2013-05-23

UMA AULA DE HISTÓRIA


Estive neste domingo em um batizado grego e sempre há algo para nos surpreender. Como sabemos pouco da história e da cultura da Grécia!


História sempre foi minha grande paixão. Um professor do 2º grau disse que "só é possível entender o presente, olhando para o passado". Naquele ano estudávamos o período republicano no Brasil. É verdade... não há como compreender a forma de viver de um povo sem nos aprofundarmos em sua história, em seu passado, suas raízes.

'Rato de biblioteca' que sempre fui, tive em casa acesso a uma coleção que meu irmão comprava: CONHECER. Eu me deliciava em ler a história dos países, da cultura, da ciência. Esse hábito foi tão espontâneo e tão forte, que durante os anos de estudos que antecederam a faculdade, eu me divertia lendo todo o livro da disciplina de história antes do início do ano - era para mim como um romance...

Assim, desde pequena os sumerianos, babilônios, romanos, visigodos, chineses, indianos e egípcios invadiram o meu universo e passaram a ser parte me minha história. E os gregos, claro, que sempre tiveram uma posição de destaque sobre os demais.

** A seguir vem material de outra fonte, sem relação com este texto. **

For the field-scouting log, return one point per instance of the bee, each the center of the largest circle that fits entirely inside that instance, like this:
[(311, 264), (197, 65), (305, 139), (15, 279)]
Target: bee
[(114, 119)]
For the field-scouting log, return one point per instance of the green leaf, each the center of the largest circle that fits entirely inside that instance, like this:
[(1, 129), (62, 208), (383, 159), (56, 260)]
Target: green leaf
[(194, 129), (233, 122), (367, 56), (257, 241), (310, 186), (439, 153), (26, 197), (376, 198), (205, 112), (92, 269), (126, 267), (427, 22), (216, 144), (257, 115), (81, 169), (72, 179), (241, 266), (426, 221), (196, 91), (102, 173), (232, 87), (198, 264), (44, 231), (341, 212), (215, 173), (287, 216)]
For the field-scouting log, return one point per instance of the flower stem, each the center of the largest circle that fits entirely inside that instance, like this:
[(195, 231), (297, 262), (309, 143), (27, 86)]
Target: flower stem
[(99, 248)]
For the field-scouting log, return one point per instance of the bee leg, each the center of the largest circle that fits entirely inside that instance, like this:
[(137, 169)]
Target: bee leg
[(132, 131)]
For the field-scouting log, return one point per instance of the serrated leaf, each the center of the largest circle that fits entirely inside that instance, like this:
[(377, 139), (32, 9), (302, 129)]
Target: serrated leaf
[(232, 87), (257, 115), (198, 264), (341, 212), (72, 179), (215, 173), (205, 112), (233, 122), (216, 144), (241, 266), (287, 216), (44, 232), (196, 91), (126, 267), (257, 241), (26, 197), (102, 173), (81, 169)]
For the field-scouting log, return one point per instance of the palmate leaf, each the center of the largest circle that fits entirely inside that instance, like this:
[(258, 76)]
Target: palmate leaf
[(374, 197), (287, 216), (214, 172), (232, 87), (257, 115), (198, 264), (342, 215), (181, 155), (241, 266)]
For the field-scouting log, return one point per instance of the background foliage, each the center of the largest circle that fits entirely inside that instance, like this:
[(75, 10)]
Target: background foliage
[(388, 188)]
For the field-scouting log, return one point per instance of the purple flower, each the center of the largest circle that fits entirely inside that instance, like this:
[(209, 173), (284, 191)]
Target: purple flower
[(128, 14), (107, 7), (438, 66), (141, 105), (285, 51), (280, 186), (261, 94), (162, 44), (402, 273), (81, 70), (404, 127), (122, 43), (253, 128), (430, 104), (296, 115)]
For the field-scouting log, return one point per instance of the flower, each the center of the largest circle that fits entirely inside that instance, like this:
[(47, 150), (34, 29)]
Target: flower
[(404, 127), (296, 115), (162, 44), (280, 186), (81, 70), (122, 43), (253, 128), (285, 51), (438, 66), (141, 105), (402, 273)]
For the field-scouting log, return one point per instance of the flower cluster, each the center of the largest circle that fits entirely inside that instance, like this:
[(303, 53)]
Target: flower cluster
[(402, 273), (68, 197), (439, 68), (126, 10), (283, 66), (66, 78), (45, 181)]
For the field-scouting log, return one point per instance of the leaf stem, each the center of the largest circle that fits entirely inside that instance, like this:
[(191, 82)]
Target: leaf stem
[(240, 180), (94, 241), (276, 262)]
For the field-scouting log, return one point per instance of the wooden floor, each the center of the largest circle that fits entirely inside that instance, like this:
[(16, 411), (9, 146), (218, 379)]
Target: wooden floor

Este povo, que possuía na antiguidade uma cultura bastante avançada, me seduziu por um diferencial único e singular: seu desenvolvimento intelectual. A população livre tinha acesso ou podia desfrutar de inteligências superiores e compartilhar filosofias transcendentes e das genialidades do mundo antigo: teatro, escultura, arquitetura, filosofia, esporte, política, ciências...

É uma infinidade de conhecimentos da antiguidade, que sobreviveram a massacres, invasões e destruições que se sucederam nessa terra desde o império romano, e que chegaram aos nossos livros escolares. E só. Nem uma página li sobre a história da Grécia depois do domínio romano. Exceção para a 1ª olimpíada dos tempos modernos no Séc XIX, que é do conhecimento de todos os que assistem as olimpíadas.

É a partir da segunda metade do século XX que a humanidade se deslumbram com a imensidão de riquezas culturais que aqui fervilhavam há mais de 2 mil anos, mas agora com o objetivo da preservação, e não mais do saque.

Dizem que se o famoso Museu do Louvre fecharia as portas se devolvesse todos os itens ilegalmente confiscados... bem, é um exagero: não fecharia as portas mas ele se reduziria a algumas poucas dezenas de salas.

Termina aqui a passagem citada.